In terms of my exercises, I gave them my sheet from physio and they said, "you're not doing these all in one day, are you?" Ummmmmmmmm........ Yes. Twice a day.  Too much, apparently.  I think my body knew it was too much but my head was telling me I had to work the muscles to get better.  They have reduced my exercises from about 20 twice a day to five exercises three times a week.  I am under strict instructions not to do any more than this right now! I do also have some stretches to do five times a week. I have to cut back my physio from three times a week to twice a week, still getting passive manipulation to try to loosen thing up.  I've to add in some massage too, as I can tolerate it - this is to help with some tight muscles, spasming, breaking up scar tissue and the de-sensitization too. I am going to attempt to brave a massage appointment this week!

They told me that constantly working the muscles is not giving them time to heal, so they are constantly spasm-ing and sore from trying to do exercises that they are not quite ready for yet.  It's not that I was doing the wrong exercises, it's just that it's too early for them.  I was constantly told "this is not normal shoulder surgery"!!  And they also kept saying I was "only" three and a half months out.  My recovery should be 8-12 months.
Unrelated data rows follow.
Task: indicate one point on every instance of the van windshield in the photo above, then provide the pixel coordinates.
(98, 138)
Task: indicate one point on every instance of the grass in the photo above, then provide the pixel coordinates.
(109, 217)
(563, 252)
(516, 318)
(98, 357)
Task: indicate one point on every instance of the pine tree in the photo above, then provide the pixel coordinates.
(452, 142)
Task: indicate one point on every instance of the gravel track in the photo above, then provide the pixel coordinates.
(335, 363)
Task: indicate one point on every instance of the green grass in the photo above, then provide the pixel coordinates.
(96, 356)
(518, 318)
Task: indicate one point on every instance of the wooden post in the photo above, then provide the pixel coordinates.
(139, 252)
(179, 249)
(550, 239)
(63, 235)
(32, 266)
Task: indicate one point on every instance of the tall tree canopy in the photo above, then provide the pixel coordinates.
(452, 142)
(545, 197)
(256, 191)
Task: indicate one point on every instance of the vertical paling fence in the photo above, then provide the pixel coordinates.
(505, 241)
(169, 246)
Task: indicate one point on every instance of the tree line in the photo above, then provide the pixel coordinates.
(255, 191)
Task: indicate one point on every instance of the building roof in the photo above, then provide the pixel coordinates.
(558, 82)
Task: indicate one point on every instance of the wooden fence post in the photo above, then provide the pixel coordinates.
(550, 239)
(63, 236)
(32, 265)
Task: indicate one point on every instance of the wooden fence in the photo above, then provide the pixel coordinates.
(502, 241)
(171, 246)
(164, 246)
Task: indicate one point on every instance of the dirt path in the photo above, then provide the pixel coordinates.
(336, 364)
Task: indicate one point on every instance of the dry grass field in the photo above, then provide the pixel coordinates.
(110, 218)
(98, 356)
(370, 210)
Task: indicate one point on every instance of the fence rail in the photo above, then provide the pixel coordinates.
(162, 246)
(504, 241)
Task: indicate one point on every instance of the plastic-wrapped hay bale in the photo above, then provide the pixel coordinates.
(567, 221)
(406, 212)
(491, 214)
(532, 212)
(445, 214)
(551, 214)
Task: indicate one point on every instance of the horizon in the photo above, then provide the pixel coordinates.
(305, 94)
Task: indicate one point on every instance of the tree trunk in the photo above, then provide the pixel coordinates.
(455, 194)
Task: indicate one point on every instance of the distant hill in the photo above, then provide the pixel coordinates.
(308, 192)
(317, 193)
After the appointment, I really felt relieved.  Although it's frustrating that I've not quite managed to amaze everyone with superhuman healing abilities (yeah, right) and that it is going to take a long time to heal and get full function back, I was just SO tired and sore trying to work through the exercise regime.  My physio said he felt relieved too.  Having never treated this injury before, and having instructions from Kentucky, he was concerned that I was not progressing fast enough and that perhaps he should have been doing something more, but I couldn't tolerate anything more. So, relief all round!
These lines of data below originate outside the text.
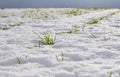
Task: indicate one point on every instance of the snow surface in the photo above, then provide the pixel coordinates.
(93, 52)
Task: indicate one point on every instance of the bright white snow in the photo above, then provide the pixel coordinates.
(93, 52)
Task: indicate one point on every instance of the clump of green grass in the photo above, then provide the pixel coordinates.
(84, 26)
(36, 46)
(62, 57)
(4, 28)
(46, 38)
(93, 21)
(16, 24)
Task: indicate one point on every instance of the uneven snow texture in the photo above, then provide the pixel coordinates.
(93, 52)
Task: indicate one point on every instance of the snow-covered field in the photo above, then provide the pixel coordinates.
(87, 44)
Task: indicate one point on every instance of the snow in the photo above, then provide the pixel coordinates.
(93, 52)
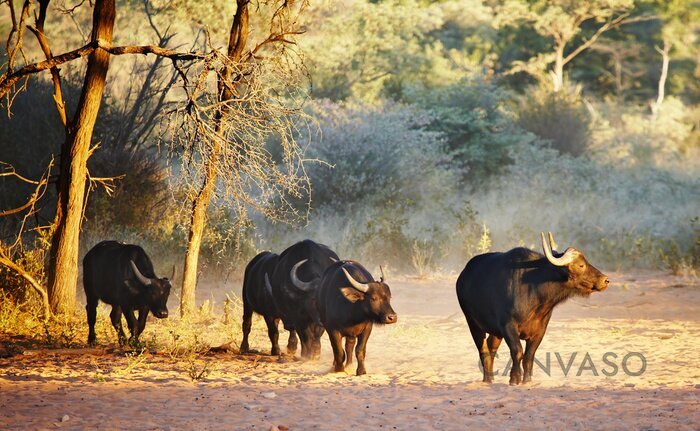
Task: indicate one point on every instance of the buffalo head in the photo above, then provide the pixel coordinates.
(582, 275)
(154, 290)
(374, 297)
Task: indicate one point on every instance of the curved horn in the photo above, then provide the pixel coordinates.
(268, 286)
(552, 244)
(143, 280)
(564, 260)
(301, 285)
(362, 287)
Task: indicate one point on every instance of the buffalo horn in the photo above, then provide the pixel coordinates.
(552, 244)
(362, 287)
(564, 260)
(301, 285)
(145, 281)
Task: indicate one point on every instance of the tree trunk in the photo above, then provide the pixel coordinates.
(557, 71)
(655, 106)
(238, 38)
(197, 224)
(63, 258)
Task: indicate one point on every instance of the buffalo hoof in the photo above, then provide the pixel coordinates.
(515, 379)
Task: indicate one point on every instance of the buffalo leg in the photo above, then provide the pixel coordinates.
(303, 340)
(141, 324)
(91, 309)
(493, 343)
(116, 317)
(274, 334)
(516, 353)
(338, 352)
(349, 347)
(361, 349)
(133, 324)
(482, 346)
(247, 324)
(316, 331)
(529, 357)
(292, 342)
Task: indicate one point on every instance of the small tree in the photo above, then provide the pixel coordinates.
(564, 22)
(73, 173)
(224, 130)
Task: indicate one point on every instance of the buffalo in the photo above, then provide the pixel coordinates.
(293, 284)
(511, 295)
(122, 276)
(257, 297)
(350, 302)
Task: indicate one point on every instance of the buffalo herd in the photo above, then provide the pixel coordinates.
(508, 295)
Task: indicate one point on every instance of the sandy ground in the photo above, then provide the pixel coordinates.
(423, 375)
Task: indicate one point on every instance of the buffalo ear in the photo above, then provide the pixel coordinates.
(352, 294)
I also have a new 'Intelliskin' posture shirt.  It is supposed to provide support for the posture muscles and reduce fatigue, which in turn will help reduce my pain.  It's not really high fashion:

As you can see, it is VERY tight.  If someone had videoed my first attempt at getting it on, it might have been a You've Been Framed winner.  I still can't push with my right arm, my movement is still very limited and resisting with my body is still sore.  Getting a normal T-shirt or jumper on has become a highly skilled process!  This took three of us - my Dad holding my sore arm for support, my Mum attempting to get the shirt over my head and into a position that let me get my good arm through and me giving instructions and the occasional yelp.  When they asked me if I wanted to keep it to try, I said yes because I honestly thought I might need to be cut out of it!
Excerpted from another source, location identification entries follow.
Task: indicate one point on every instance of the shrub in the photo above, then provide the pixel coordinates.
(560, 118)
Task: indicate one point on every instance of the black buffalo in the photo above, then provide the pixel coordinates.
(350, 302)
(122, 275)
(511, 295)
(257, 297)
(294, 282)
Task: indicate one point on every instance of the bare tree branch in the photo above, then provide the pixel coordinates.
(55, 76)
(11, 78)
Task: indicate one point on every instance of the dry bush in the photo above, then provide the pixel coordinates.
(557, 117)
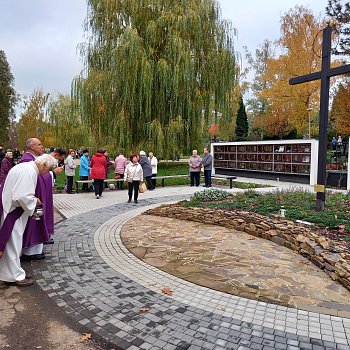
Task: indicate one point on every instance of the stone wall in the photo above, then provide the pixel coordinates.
(324, 253)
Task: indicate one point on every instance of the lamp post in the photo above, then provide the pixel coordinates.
(309, 113)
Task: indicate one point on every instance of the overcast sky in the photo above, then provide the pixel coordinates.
(40, 37)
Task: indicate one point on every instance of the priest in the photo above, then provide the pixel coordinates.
(40, 231)
(17, 203)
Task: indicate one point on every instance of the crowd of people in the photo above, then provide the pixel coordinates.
(27, 180)
(134, 171)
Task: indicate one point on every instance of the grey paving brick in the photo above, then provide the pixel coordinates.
(102, 299)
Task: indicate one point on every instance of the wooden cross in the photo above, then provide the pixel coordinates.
(325, 74)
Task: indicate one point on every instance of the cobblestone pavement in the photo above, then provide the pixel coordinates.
(97, 282)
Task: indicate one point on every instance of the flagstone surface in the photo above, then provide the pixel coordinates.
(234, 262)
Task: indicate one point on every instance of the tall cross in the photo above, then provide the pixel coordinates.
(325, 74)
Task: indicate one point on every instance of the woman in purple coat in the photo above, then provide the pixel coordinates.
(6, 165)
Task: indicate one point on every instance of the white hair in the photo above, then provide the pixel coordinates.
(46, 160)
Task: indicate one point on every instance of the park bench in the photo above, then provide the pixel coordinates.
(229, 178)
(77, 182)
(164, 177)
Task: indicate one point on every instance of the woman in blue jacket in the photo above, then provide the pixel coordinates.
(84, 169)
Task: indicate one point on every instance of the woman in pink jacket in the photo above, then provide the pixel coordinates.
(98, 165)
(120, 164)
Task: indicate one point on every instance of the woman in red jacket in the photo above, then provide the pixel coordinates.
(98, 165)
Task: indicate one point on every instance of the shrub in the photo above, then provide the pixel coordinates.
(210, 195)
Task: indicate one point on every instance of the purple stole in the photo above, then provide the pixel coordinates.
(39, 231)
(9, 222)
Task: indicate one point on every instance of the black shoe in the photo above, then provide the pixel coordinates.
(50, 241)
(24, 283)
(32, 257)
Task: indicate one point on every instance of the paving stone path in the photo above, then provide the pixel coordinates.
(97, 282)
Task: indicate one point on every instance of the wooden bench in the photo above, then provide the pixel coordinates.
(77, 182)
(164, 177)
(224, 177)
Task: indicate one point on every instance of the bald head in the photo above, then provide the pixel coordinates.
(34, 147)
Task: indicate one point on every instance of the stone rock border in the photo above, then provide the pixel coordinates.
(321, 251)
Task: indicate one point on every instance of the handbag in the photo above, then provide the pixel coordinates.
(142, 187)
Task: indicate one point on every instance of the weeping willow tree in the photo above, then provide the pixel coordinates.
(67, 128)
(155, 70)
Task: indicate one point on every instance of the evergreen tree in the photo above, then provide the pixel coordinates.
(7, 99)
(154, 72)
(242, 122)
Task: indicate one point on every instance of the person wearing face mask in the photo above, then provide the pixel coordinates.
(133, 175)
(6, 165)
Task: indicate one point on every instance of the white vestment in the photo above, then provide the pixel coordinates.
(18, 191)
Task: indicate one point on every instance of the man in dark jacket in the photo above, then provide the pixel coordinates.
(207, 162)
(147, 169)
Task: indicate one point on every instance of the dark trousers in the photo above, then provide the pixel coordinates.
(69, 184)
(195, 176)
(120, 184)
(98, 184)
(207, 178)
(133, 186)
(154, 181)
(149, 182)
(85, 186)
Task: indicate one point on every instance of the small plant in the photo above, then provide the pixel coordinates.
(210, 195)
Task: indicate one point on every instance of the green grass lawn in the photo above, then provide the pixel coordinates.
(299, 205)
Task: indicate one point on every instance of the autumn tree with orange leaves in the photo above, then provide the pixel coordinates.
(340, 113)
(300, 45)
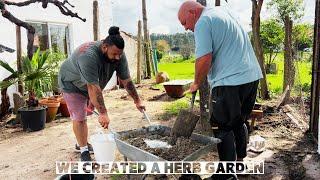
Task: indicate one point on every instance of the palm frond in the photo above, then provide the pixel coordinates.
(43, 58)
(6, 66)
(26, 65)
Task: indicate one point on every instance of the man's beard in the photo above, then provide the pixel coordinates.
(108, 59)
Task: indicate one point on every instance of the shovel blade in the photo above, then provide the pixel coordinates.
(185, 124)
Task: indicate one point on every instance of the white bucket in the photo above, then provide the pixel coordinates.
(104, 147)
However, very quickly I started to feel some relief in the muscles down my side (serratus & latissimus) and it has been helpful in relieving tension on the left side of my body and neck too.  And we are slowly perfecting the process of getting it on - it only takes two now!

Since I got it for free and it's helpful, I'll do a wee bit of PR for the company! The Intelliskin website has some good information about how the shirts work:

 IntelliSkin PostureCue™ products dynamically supports muscle and joint injuries, decreases pain, and improves sensory motor function. IntelliSkin improves your sensory motor function to instantly help your body move better and to correct muscle imbalances that are the cause of most injuries, pain and poor posture. Unique patent pending design stimulates the nerve endings in your skin to achieve a predictable neuromuscular response, which stimulates muscles that are overused and tight to relax and lengthen while weak, underused muscles are stimulated to tone and support you in the way nature intended.

I see on their website that they are launching a zipper version so I think I might buy the sports-bra zipper one for when I have to get dressed myself and I want to hide it under my clothes!

“The secret of health for both mind and body is not to mourn for the past, worry about the future, or anticipate troubles, but to live in the present moment wisely and earnestly.”